Why are we so reluctant to recognize that racism, sexism, homelessness, income inequality, white fear are the result of decisions we’ve made collectively and individually? I think the answer lies in ideas Arthur Brooks identifies as the bedrocks of conservative thought. Below is a portion of that article, Republican or Conservative: You Have to Choose.* NYT, June 25, 2018. Though it may surprise readers of this blog, I have considerable sympathy for these ideas.
They challenge the Lockean idea of a social contract among independent actors, a notion at best abstracted from common life. They challenge the fabric of a liberal political worldview. I agree that we are not wholly autonomous individuals. Heidegger’s notion of thrownness underlines this point by reminding us that our life begins in a particular time, in a particular place and in particular circumstances over which we had no choice whatsoever. Brooks says something similar, “…individuals emerge out of families, communities, faiths, neighborhoods and nations.” To this point, I’m with him. There are unique realities that shape us.
But, to sacralize that unique reality, “…conservatives have always placed tremendous emphasis on the sacred space where individuals are formed.” says Brooks, serves to deny its perniciousness, its damning of so many to lives of desperation, marginalized from both economic and cultural blessings. Once we emerge in the era, the family, the town or neighborhood or rural place, the religious or areligious space gifted to us, the nation of our birth, once we are over being thrown into circumstances beyond our volition, we gain the power of choice.
It is decidedly not the case that though thrownness may come first, as Brooks says “The order comes first.” that “…individual freedom is an artifact of that order.” No.
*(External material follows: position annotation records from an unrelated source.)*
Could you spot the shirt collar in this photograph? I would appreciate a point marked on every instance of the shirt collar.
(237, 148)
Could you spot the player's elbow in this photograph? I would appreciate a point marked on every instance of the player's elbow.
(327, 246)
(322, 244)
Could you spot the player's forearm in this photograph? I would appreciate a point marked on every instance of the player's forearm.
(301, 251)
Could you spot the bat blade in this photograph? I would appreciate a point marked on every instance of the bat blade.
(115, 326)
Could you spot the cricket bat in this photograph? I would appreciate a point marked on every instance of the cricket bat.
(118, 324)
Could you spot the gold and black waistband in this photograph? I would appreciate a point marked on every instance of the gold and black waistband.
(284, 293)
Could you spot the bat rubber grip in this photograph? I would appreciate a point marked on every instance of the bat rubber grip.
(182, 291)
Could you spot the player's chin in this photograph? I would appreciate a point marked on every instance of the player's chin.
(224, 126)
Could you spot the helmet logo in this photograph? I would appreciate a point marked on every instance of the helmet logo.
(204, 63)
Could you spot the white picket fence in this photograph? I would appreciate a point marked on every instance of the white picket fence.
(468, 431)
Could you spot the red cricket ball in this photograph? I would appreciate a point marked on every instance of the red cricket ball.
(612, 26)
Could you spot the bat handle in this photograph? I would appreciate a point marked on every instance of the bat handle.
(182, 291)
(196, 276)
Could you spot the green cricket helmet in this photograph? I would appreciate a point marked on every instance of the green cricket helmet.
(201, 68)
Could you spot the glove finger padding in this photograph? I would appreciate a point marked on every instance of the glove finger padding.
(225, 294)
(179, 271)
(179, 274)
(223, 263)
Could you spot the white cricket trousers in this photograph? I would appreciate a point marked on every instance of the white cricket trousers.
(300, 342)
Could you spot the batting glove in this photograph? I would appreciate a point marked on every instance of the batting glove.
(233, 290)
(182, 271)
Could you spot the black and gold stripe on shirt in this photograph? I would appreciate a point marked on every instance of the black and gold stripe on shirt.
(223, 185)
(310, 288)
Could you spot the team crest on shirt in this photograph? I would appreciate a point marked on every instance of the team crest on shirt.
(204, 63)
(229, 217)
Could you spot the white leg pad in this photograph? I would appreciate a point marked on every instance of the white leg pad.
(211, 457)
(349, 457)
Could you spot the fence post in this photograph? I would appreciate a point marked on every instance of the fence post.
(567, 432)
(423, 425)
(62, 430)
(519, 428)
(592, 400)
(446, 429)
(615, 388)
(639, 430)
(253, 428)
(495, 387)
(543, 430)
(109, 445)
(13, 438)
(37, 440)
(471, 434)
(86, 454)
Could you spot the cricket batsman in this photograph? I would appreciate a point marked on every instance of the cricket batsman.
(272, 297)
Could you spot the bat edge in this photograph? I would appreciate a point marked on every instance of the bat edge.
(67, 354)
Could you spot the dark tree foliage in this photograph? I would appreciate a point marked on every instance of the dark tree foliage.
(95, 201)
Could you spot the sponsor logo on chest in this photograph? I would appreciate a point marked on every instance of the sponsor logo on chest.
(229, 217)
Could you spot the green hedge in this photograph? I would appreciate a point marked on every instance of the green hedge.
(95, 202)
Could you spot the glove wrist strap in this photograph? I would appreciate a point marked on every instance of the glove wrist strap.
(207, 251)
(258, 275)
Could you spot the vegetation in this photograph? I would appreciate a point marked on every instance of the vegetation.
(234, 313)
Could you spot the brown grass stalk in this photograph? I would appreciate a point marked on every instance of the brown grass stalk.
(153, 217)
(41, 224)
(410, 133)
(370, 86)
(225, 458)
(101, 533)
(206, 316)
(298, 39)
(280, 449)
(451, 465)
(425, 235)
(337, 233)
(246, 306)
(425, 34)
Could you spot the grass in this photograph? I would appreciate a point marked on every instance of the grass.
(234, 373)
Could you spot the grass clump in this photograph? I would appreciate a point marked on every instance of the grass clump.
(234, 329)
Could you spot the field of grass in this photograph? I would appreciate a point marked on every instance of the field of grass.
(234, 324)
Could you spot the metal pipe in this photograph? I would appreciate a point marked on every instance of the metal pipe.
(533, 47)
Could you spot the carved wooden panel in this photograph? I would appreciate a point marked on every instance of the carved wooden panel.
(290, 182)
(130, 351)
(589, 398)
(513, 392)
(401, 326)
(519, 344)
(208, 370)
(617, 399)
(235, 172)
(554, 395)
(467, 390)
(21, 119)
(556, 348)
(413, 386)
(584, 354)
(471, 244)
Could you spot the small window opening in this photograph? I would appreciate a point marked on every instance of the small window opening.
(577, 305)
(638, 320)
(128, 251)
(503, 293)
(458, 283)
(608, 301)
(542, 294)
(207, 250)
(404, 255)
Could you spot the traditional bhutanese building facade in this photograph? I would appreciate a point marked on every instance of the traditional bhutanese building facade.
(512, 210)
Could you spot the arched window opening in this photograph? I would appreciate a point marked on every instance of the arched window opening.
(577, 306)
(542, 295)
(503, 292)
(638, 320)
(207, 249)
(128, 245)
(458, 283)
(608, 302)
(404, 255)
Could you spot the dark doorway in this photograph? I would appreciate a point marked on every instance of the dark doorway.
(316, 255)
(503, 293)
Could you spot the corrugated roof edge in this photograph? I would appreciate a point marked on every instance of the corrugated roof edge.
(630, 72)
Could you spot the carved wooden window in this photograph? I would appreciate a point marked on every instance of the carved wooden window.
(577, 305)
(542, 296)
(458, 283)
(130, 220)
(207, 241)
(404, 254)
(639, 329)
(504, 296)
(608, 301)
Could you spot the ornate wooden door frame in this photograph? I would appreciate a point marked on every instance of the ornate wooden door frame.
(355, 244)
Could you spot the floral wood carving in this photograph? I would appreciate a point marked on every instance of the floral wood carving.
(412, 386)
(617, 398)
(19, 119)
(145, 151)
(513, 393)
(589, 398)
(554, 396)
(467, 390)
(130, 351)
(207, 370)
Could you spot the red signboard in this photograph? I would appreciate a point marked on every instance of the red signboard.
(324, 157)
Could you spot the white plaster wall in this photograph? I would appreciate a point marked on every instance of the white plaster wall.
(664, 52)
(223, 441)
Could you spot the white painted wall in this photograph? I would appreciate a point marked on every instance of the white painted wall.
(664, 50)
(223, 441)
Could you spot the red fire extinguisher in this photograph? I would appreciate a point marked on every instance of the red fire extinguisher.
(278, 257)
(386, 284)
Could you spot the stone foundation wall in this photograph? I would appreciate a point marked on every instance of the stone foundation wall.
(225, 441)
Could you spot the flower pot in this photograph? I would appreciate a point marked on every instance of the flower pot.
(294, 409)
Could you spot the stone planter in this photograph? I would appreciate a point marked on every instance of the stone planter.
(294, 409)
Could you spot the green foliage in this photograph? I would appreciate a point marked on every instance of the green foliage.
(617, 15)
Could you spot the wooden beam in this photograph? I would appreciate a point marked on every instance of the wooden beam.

Order is neutral, neither a moral good, nor a moral constraint. If the order into which we are born nourishes lives, lifts people into their best possible existence, then, yes, let’s sustain it. If, however, the order into which we are born is itself pernicious, damning us to poor education, inadequate nutrition, a lifetime of social doubts about our worth, then we must recognize the truth of Lowrey’s wonderful encapsulation of the liberal perspective: “The way things are is really the way we choose for them to be.”
*”Conservatives said we…think you’ve got human nature wrong. There never was such a thing as an autonomous, free individual who could gather with others to create order. Rather, individuals emerge out of families, communities, faiths, neighborhoods and nations. The order comes first. Individual freedom is an artifact of that order.
The practical upshot is that conservatives have always placed tremendous emphasis on the sacred space where individuals are formed. This space is populated by institutions like the family, religion, the local community, the local culture, the arts, the schools, literature and the manners that govern everyday life.
Membership in these institutions is not established by rational choice. We are born into them most of the time and are bonded to them by prerational cords of sympathy and affection. We gratefully inherit these institutions from our ancestors, we steward them and pass them along to our descendants.”